カルロにしても、時期宰相って立場の子供があれだけ鍛えていて、強さに常に貪欲なんて変だよな。
ナディを護る為に、今度こそ誰も失わない為に
そうやって、馬鹿みたいに鍛錬に励んでいた俺が、ただただ、おかしかったんだな。
そうか、あいつらは、知っていたんだ…。
知っていて
努力を惜しまなかったのか。
見据えた目標が、命を賭ける前提、か。
——俺なんかとは余りにも違い過ぎるじゃないか。
そりゃあ、俺も命がけで護るとは決めている。
その為に強くなるって決めてる。
でも、戦いに向かう覚悟は
——殺す覚悟でもある
そもそもの覚悟が
……俺より重いじゃないか
「そんな、事って……覚悟の足りない俺なんかに、何が出来るんだ……いや、ちょっと待て!!そんなのとナディ達は戦ってるのかよ!大丈夫なのか!?」
「あー、大丈夫だよ!あたしの強さは知ってるでしょ?ユーグだって同じくらい強いんだもん!あたし達はねー、無敵ー!それに魔王が復活したって言っても、色々あって3年は動けないから安心して!」
あまりにも当たり前に言い退けるナルディアの自信に
ほんの少し安堵するシグルドだが
現状力不足の自分が何を言っても
何も変えられない
悔しいが
言葉を飲んだ。
だけど!!!
「『そうか。
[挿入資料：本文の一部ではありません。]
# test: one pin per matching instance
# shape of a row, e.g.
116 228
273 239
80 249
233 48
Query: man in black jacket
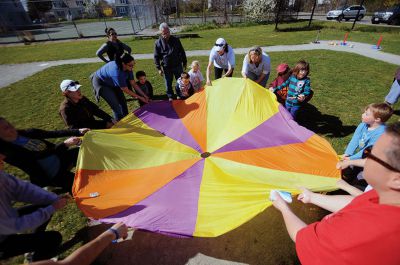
47 164
169 57
78 111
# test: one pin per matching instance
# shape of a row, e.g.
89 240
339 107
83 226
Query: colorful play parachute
199 167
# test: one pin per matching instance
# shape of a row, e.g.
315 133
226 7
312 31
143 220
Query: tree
258 10
37 8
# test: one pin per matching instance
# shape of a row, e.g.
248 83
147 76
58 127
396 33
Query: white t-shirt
263 67
228 58
196 78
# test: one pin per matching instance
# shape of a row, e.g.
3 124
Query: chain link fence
75 19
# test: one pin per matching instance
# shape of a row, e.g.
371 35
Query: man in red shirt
361 230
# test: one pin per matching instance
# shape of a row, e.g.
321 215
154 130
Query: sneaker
28 257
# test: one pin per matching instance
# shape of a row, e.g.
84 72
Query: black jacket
81 114
169 54
27 160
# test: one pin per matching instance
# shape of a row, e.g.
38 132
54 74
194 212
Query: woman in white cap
223 58
256 66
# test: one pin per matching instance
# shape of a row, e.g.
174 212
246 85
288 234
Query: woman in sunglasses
256 66
111 82
113 47
223 58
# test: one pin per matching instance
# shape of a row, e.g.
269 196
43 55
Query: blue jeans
254 77
292 109
169 74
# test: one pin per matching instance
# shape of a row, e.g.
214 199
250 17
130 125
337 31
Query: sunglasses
369 155
72 84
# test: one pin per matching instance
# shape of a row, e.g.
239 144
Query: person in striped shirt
299 87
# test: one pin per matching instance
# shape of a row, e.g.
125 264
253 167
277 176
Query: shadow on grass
262 240
304 28
80 236
329 125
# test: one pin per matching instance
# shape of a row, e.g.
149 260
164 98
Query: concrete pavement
12 73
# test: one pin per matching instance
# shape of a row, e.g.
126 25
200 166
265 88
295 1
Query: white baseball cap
69 85
219 44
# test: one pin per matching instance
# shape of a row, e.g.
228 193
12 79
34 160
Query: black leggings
64 177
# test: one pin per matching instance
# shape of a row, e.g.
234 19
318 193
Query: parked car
390 16
347 12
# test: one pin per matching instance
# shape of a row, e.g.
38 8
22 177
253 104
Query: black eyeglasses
381 162
72 84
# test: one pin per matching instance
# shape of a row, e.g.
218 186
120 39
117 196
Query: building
131 7
67 9
13 15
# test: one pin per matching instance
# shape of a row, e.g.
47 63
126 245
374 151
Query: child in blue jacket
299 87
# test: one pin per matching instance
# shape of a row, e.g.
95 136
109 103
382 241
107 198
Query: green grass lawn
341 93
263 35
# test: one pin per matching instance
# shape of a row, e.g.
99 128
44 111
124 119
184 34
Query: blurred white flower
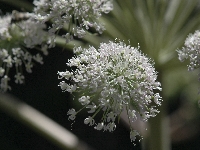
77 15
17 36
191 51
120 78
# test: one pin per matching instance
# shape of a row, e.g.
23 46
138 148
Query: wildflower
191 51
120 78
76 15
16 39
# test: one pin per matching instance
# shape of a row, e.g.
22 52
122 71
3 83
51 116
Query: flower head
191 51
120 76
16 40
76 15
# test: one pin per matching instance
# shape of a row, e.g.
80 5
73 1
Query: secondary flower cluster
77 15
191 51
113 78
15 38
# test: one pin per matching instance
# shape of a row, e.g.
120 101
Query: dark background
41 91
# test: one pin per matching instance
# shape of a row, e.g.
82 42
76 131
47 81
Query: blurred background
160 27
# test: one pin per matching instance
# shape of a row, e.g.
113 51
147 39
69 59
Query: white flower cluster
113 78
191 51
78 15
15 38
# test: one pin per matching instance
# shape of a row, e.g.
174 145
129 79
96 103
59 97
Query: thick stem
159 131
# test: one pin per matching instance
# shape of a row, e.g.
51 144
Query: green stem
159 135
159 131
40 123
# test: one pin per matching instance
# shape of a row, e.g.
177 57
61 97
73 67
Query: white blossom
75 15
16 40
191 50
117 77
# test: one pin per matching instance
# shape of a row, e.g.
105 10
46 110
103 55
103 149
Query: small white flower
191 51
92 108
29 33
84 100
78 15
99 126
110 127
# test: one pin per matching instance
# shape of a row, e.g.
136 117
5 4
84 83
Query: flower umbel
16 39
75 15
191 51
113 78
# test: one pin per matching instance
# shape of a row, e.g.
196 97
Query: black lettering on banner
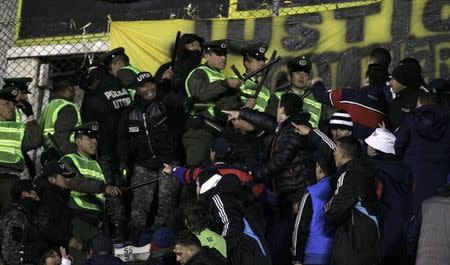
444 55
203 28
401 18
355 20
302 36
432 16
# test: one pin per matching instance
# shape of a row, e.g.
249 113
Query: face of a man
215 61
87 145
183 253
148 91
6 110
396 86
338 133
338 156
251 64
299 79
193 46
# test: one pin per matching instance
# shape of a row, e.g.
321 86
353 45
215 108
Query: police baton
175 48
268 64
265 73
132 187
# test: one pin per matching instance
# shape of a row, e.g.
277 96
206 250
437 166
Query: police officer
118 64
16 138
188 57
299 70
254 57
105 102
20 240
88 186
147 135
21 84
208 86
60 116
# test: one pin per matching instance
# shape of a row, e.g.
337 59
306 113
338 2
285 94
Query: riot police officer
299 71
253 58
214 91
16 138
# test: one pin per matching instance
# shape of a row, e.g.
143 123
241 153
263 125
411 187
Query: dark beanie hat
407 75
162 238
102 243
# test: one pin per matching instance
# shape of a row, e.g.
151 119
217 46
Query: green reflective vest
49 116
12 134
17 115
132 90
89 169
249 88
213 75
310 105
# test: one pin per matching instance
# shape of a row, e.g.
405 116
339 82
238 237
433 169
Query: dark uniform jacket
147 134
290 163
402 105
354 210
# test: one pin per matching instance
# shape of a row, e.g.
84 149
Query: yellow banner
338 41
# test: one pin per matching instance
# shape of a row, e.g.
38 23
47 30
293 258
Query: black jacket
357 238
105 105
147 134
228 206
290 164
402 106
207 256
162 257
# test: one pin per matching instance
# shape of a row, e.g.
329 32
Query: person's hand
26 108
327 206
301 129
251 103
315 80
113 191
232 114
234 82
60 181
168 74
167 169
75 244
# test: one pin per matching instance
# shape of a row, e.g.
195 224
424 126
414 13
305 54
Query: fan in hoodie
423 140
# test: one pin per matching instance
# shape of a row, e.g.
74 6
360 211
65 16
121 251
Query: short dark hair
350 146
381 56
427 98
326 163
186 238
196 216
121 58
62 85
292 103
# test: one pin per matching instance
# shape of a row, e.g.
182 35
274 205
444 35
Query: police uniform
20 238
127 74
148 136
310 104
87 200
209 87
16 138
248 88
57 119
20 83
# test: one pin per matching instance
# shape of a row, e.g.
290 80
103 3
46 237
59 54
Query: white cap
382 140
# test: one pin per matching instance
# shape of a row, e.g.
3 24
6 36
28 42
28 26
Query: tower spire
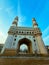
35 25
15 22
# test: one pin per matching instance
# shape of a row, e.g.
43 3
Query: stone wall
24 61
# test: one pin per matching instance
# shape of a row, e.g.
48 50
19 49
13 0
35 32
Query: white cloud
2 37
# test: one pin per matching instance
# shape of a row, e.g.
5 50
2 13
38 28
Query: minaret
15 22
35 25
38 37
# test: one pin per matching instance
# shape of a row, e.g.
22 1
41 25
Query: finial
33 19
16 18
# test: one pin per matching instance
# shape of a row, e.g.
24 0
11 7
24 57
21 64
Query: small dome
33 19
無理だけは、しないでくれよ』なんて言える訳ないじゃないか!世界がどうかなんて、関係ない!そんな危険な事の最前線になんて、立たせられない!そもそも今は何処で暮らしてるんだ?何かの組織にでも所属しているのか?ナディが強いから、なんて理由で、はい、そうですか、なんて事にはならない!」
「お兄ちゃん……」
「俺はお前の兄ちゃんで、お前は俺の妹なんだよ。大切なんだ。今度こそは、ちゃんと護らせてくれ」
シグルドの真剣さに、驚いていたナルディアだったが、
突然下を向き
膝の上にあった手を強く握った。